I mean phenomenology is great for natural science—despite whatever Husserl thought it was for.  I realize there’s something tidy about not making too many assumptions about the external world, or even about other people.  But aren’t some assumptions worth making?  I’d rather have Freud presumptuously tell me I’m sick and twisted than B. F. Skinner quietly intimating that he knows nothing about me.  It’s better to live with a vocal cereal-rights activist than with someone passive-aggressive who just quietly throws away all the toilet-paper.  Amusing as that is. 

So while I’m sparing you the gory details, we’re obviously having difficulty empathizing with each other.

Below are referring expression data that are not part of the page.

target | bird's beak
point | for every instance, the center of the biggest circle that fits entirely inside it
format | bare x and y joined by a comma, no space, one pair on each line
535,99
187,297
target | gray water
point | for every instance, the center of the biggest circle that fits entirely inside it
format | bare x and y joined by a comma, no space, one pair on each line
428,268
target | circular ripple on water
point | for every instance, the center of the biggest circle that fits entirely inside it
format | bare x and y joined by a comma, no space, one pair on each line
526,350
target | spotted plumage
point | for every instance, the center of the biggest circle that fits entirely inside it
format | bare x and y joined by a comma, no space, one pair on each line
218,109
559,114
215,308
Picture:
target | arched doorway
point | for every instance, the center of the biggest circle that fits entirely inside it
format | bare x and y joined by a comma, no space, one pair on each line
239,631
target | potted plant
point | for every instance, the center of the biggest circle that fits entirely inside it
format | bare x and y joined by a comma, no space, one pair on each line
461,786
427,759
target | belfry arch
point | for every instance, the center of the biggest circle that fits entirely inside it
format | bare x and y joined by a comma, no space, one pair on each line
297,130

But I insist on this: that human contact is the end purpose of language.  That’s why I’m writing to you, and that’s why I enjoy reading so much.  When I first read Dante it had a big impact on me.  I felt I had escaped for a moment from the prison of my own head and caught a brief glimpse inside someone else’s.  That’s exactly what I’ve always wanted to do in life, and I felt that this was an experience I shared with other readers.  Illusion or not, that’s how I felt.

Today’s unusual usage for spoons: clashing them loudly into a dishwasher at two in the morning to express how poorly washed you find them to be.

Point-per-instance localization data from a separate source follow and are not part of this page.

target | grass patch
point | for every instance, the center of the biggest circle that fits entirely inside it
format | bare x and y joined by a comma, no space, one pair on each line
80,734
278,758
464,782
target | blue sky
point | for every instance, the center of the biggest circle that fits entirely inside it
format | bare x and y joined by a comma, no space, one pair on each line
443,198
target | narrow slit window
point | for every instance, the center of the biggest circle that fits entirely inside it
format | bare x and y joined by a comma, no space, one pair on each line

When Freud sat down his patients to explain how sexuality was the latent force behind all their thoughts and dreams, well, I’m sure they didn’t terribly appreciate that at first.  But at least he was assuming for better or worse that there was something to it all.  Something being expressed.

reading-297450That’s what it means to read a text—to assume there’s something to it all.  Some existing object encrypted within language.  If we don’t make that assumption, we’re not really reading, we’re just looking at little black shapes on pieces of paper.  If you’re merely a scientist, maybe that’s all you see.  But no one’s merely a scientist.  For me, a complete human, there’s conscious meaning behind those little shapes.

I’m not saying the meaning has to be sex… it could be contact in general… or fruit loops.

I guess what I’m saying is there must be something to this whole cereal craze.  I should make good assumptions.  I should try to take a peek inside my flatmate’s head and come to empathize with her deep feelings about cereal.  Let’s be honest.  We all know it’s never just about cereal.